1998 QE2 Asteroid Flyby An Opportunity For Pros And Amateurs Alike

Many separate telescopic images were combined to create this animation of asteroid 1998 QE2 moving through a star field this past week. Credit: Ernesto Guido and Nick Howes

An asteroid it would take an hour to walk across will speed past Earth on May 31 and provide radio astronomers a perfect opportunity to nab closeup views of its surface. 1998 QE2, discovered in 1998 by the Massachusetts Institute of Technology Lincoln Near Earth Asteroid Research (LINEAR) program,  will miss our planet by a healthy 3.6 million miles (5.8 million km) or 15 times the distance of the moon. Closest approach occurs at 3:59 p.m. Central time.

The asteroid’s large size combined with its relatively close approach makes it a great target for both the 230-foot (70-m) Goldstone radio dish and 1,000-foot (305-m) Arecibo dish in Puerto Rico.
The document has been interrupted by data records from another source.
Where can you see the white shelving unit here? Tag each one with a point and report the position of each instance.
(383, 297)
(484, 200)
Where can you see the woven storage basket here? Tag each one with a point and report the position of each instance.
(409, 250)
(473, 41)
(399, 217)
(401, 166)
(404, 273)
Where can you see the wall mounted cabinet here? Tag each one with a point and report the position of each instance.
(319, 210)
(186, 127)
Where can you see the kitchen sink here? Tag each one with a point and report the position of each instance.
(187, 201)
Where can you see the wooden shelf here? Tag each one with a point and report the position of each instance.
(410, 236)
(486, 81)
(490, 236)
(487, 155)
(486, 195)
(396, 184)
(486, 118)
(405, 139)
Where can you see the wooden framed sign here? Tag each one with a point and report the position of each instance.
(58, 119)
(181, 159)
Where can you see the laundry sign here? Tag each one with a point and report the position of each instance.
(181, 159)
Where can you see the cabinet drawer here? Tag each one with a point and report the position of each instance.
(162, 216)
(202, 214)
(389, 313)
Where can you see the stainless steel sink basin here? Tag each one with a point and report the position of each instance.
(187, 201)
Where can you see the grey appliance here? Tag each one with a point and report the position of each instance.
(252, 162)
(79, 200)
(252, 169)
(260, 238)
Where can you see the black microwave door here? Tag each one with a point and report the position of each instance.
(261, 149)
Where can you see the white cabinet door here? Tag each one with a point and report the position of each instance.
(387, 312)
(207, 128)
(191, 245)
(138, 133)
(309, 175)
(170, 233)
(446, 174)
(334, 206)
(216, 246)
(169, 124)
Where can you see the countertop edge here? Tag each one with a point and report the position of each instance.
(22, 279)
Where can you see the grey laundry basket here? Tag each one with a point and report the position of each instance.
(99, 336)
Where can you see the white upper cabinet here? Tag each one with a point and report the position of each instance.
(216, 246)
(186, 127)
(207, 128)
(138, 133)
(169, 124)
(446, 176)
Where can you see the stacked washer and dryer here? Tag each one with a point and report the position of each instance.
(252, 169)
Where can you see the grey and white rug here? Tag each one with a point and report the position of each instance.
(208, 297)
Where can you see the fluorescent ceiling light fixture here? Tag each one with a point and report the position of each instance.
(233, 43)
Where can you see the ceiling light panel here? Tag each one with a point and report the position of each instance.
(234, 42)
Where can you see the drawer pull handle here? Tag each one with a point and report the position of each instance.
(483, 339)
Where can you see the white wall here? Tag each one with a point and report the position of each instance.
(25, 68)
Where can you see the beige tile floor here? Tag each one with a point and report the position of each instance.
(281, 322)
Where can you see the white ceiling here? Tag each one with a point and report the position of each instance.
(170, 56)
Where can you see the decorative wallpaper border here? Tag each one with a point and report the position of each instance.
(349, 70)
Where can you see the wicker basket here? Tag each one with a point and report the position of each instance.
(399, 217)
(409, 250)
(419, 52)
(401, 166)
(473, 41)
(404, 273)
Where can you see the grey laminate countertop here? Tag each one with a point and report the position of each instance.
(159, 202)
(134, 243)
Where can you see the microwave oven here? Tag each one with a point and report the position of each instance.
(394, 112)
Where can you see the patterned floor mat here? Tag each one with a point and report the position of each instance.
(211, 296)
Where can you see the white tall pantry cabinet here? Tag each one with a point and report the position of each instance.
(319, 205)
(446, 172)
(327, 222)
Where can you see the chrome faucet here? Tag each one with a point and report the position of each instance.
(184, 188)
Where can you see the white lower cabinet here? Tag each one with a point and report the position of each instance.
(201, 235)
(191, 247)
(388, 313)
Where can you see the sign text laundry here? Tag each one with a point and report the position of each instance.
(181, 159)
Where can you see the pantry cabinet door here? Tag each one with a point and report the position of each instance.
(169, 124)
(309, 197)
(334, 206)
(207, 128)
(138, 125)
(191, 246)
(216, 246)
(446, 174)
Lance Benner, the principal investigator for the Goldstone radar observations from NASA’s Jet Propulsion Laboratory in Pasadena, Calif., will have all hands on deck for the flyby. By sending bursts of radio waves at 1998 QE2 and measuring the retured radar echoes, Benner expects the dishes to resolve surface features as small as 12 feet (3.75m) across on the 1.7-mile-long asteroid (2.7 km).

The orbit of asteroid 1998 QE2. Its May 31 flyby will be the closest it comes to Earth for at least the next 200 years. Its closest point to the sun is similar to Earth’s; when farthest it’s 353 million miles from the sun in the asteroid belt between Mars and Jupiter. Credit: NASA/JPL-Caltech

Through an ordinary optical telescope, even a large one, 1998 QE2 will appear as a point of light. Radar observations reveal far more including shape, size, rotation and a wide variety of surface features. Goldstone observations are scheduled from May 30 – June 9; those at Arecibo for several days around June 5.
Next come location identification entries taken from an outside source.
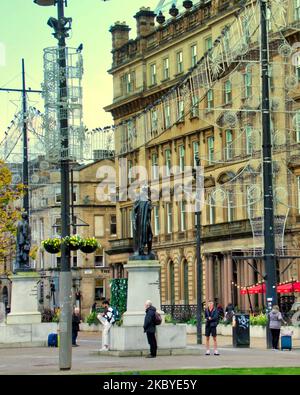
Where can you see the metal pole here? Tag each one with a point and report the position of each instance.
(269, 240)
(65, 325)
(199, 264)
(25, 143)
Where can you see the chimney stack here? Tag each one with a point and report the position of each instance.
(120, 34)
(145, 22)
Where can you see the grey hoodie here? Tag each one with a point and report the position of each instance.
(275, 319)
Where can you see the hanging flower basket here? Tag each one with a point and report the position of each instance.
(52, 245)
(89, 245)
(73, 242)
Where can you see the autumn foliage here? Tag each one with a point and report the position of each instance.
(9, 212)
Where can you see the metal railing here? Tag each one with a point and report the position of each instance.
(181, 312)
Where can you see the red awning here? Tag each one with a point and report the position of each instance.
(254, 289)
(282, 288)
(289, 287)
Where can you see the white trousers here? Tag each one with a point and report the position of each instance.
(105, 331)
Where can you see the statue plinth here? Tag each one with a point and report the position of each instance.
(24, 294)
(144, 284)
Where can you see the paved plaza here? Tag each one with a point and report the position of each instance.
(15, 361)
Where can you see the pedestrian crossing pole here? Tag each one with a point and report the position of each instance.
(269, 238)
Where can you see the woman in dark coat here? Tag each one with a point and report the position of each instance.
(149, 328)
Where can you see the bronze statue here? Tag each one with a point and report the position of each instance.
(142, 232)
(23, 244)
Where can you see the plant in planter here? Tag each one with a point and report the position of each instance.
(73, 242)
(89, 245)
(52, 245)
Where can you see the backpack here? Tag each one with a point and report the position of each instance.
(157, 318)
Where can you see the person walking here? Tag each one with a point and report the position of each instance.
(212, 318)
(75, 325)
(106, 319)
(275, 320)
(229, 312)
(149, 328)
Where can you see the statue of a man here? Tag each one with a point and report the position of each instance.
(142, 232)
(23, 243)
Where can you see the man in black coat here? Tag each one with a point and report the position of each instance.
(149, 328)
(212, 319)
(75, 325)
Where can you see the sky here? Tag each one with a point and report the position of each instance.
(24, 33)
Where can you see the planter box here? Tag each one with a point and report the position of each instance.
(84, 327)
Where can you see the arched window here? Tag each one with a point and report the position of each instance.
(172, 283)
(185, 282)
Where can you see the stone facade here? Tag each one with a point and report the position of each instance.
(140, 77)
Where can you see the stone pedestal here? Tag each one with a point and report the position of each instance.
(143, 284)
(130, 339)
(24, 305)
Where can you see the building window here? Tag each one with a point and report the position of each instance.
(154, 120)
(182, 216)
(210, 145)
(57, 226)
(208, 43)
(210, 99)
(298, 182)
(229, 145)
(166, 68)
(297, 9)
(127, 81)
(99, 225)
(168, 161)
(167, 115)
(180, 110)
(246, 31)
(129, 170)
(226, 40)
(248, 82)
(172, 283)
(195, 152)
(181, 158)
(186, 282)
(249, 144)
(154, 168)
(99, 258)
(195, 106)
(153, 74)
(156, 221)
(230, 208)
(131, 222)
(194, 55)
(250, 200)
(99, 289)
(74, 259)
(228, 93)
(211, 210)
(179, 62)
(113, 225)
(57, 194)
(169, 217)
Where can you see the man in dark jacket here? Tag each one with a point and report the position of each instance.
(149, 328)
(75, 326)
(212, 318)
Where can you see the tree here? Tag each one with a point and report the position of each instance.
(9, 210)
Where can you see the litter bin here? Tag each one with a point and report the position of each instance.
(241, 330)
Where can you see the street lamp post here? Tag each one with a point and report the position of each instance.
(269, 238)
(199, 259)
(60, 26)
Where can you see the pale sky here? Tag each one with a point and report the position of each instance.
(24, 33)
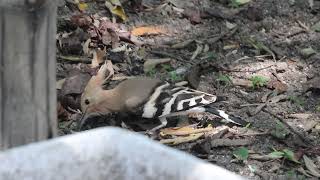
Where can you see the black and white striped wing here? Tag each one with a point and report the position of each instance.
(167, 99)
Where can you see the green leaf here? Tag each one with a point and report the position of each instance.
(241, 153)
(290, 155)
(258, 81)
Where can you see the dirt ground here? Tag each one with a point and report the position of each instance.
(217, 47)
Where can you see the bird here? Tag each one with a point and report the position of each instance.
(152, 98)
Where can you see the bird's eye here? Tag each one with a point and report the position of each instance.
(86, 101)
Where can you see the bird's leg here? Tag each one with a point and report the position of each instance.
(163, 121)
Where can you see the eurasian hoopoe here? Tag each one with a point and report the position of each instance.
(152, 98)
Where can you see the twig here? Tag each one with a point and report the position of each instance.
(169, 55)
(253, 71)
(303, 25)
(74, 59)
(302, 138)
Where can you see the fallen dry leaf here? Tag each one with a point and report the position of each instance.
(63, 114)
(180, 140)
(98, 57)
(149, 64)
(278, 86)
(59, 83)
(82, 6)
(182, 131)
(115, 7)
(148, 30)
(193, 15)
(230, 142)
(241, 82)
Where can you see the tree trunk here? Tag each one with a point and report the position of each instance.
(27, 71)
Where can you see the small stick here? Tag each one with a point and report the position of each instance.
(74, 59)
(302, 138)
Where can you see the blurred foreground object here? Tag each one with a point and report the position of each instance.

Already optical telescopes in the southern hemisphere have this monster rock in their crosshairs. By measuring repeating highs and lows in the asteroid’s brightness as it spins on its axis, astronomers can determine its rotation rate. 1998 QE2’s composition is gleaned by how it reflects sunlight. Reflected sunbeams streaming back to Earth carry the imprint of particular minerals that absorb and reflect portions of the sun’s light in unique ways that nail down their identities.

“It is tremendously exciting to see detailed images of this asteroid for the first time,” said Benner. “With radar we can transform an object from a point of light into a small world with its own unique set of characteristics. In a real sense, radar imaging of near-Earth asteroids is a fundamental form of exploring a whole class of solar system objects.”

1998 QE2 looks like a point of light in this time exposure taken remotely with a telescope in Australia by the team of Ernesto Guido and Nick Howes. The asteroid is currently very faint and only visible in the southern hemisphere. Click for more on the asteroid in their blog.

I’m excited about the asteroid because it will be bright enough to be visible in small telescopes across both northern and southern hemispheres for several nights around the time of closest approach. Between May 30 and June 5 it will shine at 10.5-11.0 magnitude while chugging through the constellations Libra and Ophiuchus, both conveniently placed at nightfall. Its steady movement across the sky – 2/3 of a full moon diameter an hour – will be obvious through the telescope. Come the end of the month, I’ll create a map to help you find it.

Read more about 1998 QE2 HERE. Amateur astronomers needing orbital elements and ephemerides can check out the Goldstone planner.

12 Responses

  1. Tim Hutton

    Hello Bob.
    I just noticed they have changed the estimated size to 1.8 km. Is this another mistake I am seeing? After the X flare blunder, I’m just not sure anymore.

        1. astrobob

          I’m thinking theirs is either an older figure or they forgot to convert miles to kilometers.

  2. Daltry Le Boeuf

    hmm okay, thanks. do you know of any websites that are going to be streaming the passing of this asteroid? and thanks again for the quick response!

  3. Judy

    I’m scared…how do they KNOW its not going to hit us? What about gravity pull? The closest it will be is about 4:00….Central time………..looking forward to seeing 5: 00 !!!

    1. astrobob

      No sweat about gravity pull. This thing’s much too far away and moving at many thousands of miles an hour along it own path for Earth to alter its orbit. In order for it to actually hit the Earth, it would have to be on a trajectory straight at the planet and it’s far, far, far from that. Just basic physics – no worries.

        1. astrobob

          If it did one day hit Mars – and no one is predicting it – it would be done for. Once something strikes another planet, it can’t come around again.